Gesetzliche Standards werden runtergefahren bei den Sachkosten ab und auch das wird zu einer Einsparung führen.
Wir passen die Anforderungen bei den Sachkosten, die von Ort zu Ort sehr unterschiedlich sind.
Absofort vertrauen wir auf die Verantwortlichen vor Ort, die auch die Situationen in den jeweiligen Kitas genau kennen. Von Bürokosten bis hin zu Raummieten.

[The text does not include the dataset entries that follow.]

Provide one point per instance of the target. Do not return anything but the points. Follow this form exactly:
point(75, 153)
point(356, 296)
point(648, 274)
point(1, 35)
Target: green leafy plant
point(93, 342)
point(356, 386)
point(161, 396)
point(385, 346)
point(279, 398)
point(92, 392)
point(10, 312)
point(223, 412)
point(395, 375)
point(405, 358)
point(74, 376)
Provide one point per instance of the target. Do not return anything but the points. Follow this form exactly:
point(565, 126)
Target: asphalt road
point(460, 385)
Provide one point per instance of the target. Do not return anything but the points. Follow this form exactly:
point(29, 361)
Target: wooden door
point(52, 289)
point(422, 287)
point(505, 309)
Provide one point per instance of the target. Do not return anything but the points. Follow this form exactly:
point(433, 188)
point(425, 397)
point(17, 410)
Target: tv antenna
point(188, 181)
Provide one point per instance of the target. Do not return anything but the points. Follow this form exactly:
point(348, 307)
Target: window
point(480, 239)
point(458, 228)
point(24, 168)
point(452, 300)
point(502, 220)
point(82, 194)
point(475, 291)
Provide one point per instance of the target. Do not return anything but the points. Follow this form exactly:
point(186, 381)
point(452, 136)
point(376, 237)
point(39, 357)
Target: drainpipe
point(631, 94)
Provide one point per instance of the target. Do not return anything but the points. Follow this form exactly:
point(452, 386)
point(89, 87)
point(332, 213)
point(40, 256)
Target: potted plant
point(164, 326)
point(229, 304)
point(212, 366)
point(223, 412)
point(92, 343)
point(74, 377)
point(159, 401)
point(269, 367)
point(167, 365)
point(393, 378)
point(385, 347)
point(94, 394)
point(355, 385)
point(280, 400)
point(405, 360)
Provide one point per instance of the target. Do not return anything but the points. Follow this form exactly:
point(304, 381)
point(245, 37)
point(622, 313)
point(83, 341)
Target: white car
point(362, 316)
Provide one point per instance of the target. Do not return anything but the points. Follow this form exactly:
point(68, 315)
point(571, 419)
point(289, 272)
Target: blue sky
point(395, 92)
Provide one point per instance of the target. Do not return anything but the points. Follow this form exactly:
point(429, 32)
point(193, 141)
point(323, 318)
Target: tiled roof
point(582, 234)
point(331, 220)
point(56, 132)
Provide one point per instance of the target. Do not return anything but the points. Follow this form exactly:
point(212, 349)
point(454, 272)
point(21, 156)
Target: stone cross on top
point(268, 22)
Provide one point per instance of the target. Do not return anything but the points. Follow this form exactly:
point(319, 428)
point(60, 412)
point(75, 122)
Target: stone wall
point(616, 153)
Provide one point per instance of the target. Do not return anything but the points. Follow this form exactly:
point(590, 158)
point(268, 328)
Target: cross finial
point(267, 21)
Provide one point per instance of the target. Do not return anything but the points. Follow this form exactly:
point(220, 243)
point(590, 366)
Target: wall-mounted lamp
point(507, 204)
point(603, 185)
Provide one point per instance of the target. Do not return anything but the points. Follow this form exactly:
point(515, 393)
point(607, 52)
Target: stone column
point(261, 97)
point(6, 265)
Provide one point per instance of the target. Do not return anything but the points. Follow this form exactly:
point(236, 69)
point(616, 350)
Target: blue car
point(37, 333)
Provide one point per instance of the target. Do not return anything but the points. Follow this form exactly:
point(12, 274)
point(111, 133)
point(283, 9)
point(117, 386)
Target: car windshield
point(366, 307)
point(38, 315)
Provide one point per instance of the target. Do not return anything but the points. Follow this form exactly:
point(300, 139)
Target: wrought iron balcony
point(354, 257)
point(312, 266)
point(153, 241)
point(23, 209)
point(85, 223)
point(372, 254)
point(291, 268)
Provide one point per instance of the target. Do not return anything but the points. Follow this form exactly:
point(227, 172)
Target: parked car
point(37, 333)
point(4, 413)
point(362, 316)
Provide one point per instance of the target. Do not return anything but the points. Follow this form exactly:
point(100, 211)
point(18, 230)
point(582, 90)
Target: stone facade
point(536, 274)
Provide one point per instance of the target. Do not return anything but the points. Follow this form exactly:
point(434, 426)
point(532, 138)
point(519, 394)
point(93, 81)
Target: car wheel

Wir vertrauen darauf, dass sie verantwortungsvoll und im Sinne der Kinder, Entscheidungen treffen.
Neuntens:
Wir bauen insgesamt Bürokratie bei Fachkräften und Kommunen ab.

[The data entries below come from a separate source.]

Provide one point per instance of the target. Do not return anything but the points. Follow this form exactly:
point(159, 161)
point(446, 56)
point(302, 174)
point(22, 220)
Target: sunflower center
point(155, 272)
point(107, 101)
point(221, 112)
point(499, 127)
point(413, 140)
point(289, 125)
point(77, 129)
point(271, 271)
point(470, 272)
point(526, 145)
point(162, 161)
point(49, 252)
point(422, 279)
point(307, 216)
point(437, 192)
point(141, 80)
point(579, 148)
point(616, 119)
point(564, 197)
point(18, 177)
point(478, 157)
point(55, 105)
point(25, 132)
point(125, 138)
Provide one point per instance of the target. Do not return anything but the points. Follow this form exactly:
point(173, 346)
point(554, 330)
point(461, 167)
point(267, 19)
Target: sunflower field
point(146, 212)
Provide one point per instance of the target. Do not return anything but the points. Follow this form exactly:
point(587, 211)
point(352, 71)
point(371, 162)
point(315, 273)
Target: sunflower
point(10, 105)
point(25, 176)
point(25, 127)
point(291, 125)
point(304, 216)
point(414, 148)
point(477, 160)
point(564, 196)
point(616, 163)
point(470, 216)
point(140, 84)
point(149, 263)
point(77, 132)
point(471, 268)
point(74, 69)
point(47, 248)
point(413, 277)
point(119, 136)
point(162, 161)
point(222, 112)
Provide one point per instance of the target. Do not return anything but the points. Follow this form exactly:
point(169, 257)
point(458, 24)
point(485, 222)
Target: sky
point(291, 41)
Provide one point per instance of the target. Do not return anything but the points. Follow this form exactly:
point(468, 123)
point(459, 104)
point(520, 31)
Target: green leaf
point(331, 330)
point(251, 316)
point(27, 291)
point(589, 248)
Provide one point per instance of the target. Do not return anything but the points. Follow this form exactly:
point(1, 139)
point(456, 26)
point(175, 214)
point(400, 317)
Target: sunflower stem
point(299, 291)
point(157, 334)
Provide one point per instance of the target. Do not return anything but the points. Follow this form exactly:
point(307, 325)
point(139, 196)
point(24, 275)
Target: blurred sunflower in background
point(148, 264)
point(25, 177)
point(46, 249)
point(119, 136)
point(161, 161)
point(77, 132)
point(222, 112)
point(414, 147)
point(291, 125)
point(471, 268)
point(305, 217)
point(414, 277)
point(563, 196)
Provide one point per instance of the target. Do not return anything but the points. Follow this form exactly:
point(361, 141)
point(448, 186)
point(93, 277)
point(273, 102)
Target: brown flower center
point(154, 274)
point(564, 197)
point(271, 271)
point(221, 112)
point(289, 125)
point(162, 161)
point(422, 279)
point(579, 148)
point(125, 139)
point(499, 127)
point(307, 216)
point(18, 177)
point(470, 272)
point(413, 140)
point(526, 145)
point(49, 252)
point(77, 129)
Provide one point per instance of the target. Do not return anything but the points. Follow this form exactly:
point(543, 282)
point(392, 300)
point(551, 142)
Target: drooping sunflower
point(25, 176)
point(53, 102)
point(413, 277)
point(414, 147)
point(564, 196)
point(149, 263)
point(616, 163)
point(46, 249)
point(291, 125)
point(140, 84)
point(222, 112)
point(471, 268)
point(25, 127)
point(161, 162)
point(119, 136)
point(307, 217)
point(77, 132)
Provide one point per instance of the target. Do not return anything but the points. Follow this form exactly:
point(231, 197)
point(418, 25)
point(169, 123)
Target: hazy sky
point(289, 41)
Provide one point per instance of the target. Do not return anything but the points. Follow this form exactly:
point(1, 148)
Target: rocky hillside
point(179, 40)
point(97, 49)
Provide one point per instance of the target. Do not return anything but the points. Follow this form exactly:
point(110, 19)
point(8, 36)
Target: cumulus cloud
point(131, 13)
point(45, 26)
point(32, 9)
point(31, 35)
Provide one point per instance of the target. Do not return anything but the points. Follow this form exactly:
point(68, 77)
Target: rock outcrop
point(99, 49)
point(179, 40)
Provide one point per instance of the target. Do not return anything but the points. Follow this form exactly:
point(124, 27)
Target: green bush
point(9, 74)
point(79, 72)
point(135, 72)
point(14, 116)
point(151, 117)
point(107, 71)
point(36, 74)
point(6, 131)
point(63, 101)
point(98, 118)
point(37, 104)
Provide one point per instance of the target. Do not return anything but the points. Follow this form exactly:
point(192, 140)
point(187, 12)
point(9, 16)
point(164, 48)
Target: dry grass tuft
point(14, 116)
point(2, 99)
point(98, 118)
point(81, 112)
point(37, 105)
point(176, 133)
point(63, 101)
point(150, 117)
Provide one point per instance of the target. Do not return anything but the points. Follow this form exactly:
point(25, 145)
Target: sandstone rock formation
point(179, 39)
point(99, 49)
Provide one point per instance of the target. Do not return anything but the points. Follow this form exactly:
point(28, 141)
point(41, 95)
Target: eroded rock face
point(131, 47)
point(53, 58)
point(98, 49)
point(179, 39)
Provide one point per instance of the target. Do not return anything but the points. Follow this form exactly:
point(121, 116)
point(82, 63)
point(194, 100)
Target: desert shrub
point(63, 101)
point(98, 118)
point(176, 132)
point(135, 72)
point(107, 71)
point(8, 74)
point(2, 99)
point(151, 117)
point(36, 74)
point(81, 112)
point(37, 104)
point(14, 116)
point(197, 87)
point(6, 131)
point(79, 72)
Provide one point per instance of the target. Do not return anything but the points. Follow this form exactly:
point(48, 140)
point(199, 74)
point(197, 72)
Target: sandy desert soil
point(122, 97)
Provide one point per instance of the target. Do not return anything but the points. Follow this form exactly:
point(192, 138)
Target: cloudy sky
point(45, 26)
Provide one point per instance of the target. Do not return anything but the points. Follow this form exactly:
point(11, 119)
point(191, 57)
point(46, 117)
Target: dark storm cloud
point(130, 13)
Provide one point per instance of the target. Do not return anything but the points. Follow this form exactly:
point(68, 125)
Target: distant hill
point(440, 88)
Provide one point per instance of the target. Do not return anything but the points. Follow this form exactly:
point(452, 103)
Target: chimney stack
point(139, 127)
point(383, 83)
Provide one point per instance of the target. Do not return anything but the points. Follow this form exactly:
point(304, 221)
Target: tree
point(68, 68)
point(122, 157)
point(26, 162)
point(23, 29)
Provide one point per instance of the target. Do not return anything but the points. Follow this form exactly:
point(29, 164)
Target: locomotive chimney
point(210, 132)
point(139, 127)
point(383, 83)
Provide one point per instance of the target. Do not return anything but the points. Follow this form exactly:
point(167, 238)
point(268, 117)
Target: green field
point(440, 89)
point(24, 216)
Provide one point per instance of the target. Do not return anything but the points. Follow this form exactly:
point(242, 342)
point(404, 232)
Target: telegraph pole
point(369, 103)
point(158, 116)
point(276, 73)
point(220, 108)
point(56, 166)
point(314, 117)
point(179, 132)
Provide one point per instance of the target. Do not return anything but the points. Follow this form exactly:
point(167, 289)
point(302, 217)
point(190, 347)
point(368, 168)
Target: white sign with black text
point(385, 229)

- Gerade durch den Anstellungsschlüssel und dem Wegfall des Betreuungsschlüssels.
- Kein Aufwendiges Ausnahmebewilligungsverfahren für Kitas und Kommunen
- Die KiTa-Datenbank wird ausgebaut und vereinfacht den Alltag für KiTa und Kommunen.
Zehntens und abschließend:
Das Übergangssystem bleibt bestehen.
Der bisherige Finanzierungsmechanismus bleibt im Grundsatz erhalten.
So, wie es die Kommunen es sich wünschen und es zur Bedingung für die Defizitfinanzierung gemacht haben.
Was zählt, ist in den Kitas.
Die Kinder und ihre Eltern.
Die Fachkräfte und Kitaleitungen.
Dieser 10 Punkte Plan ist ein wesentlicher Schritt zu einem verlässlich, fair und zukunftsfähigen Kita-System für Kinder, Eltern, Fachkräfte, Kita-Träger, Kommunen und Land.
Natürlich war die Finanzierung einer der Knackpunkte der Reform.
Und wir haben lange und intensiv darum gerungen, wie wir unser Kita System trotz schwieriger Haushaltslage stabilisieren und weiterentwickeln können.
Und das ist das Ergebnis.
Ich möchte allen Kolleg*innen im Kabinett und in der Koalition für die wirklich konstruktive und gute Zusammenarbeit danken.
Und ich finde es spricht für dieses Bündnis, das wir uns bei Zukunftsfragen einig sind: Bei Kindern darf nicht gespart werden.
Das neue Kita-System fußt weiter auf 3 Säulen,
und es entlastet endlich auch die Kommunen,
die in der Vergangenheit die Lücken des Systems allein schließen mussten.
Das vorgelegte Kita-System trägt dem Wunsch aller Eltern Rechnung, dass Kitas verlässlicher werden und seltener geschlossen sind und Beiträge nicht erhöht werden.
Fachkräfte werden gestärkt. Es wird mehr Verantwortung an die Fachkräfte und KiTas abgegeben, die eine großartige Arbeit vor Ort leisten und denen wir guten Gewissens mehr Vertrauen können.
Weniger Kontrolle, mehr Vertrauen.
Und nochmal: Die Kommunen werden finanziell entlastet.
Jetzt geht die intensive Phase des Gesetzgebungsprozesses los!
Ich möchte mich bei allen Beteiligten für diesen intensiven Prozess bedanken, der heute einen massiven Schritt vorangekommen ist.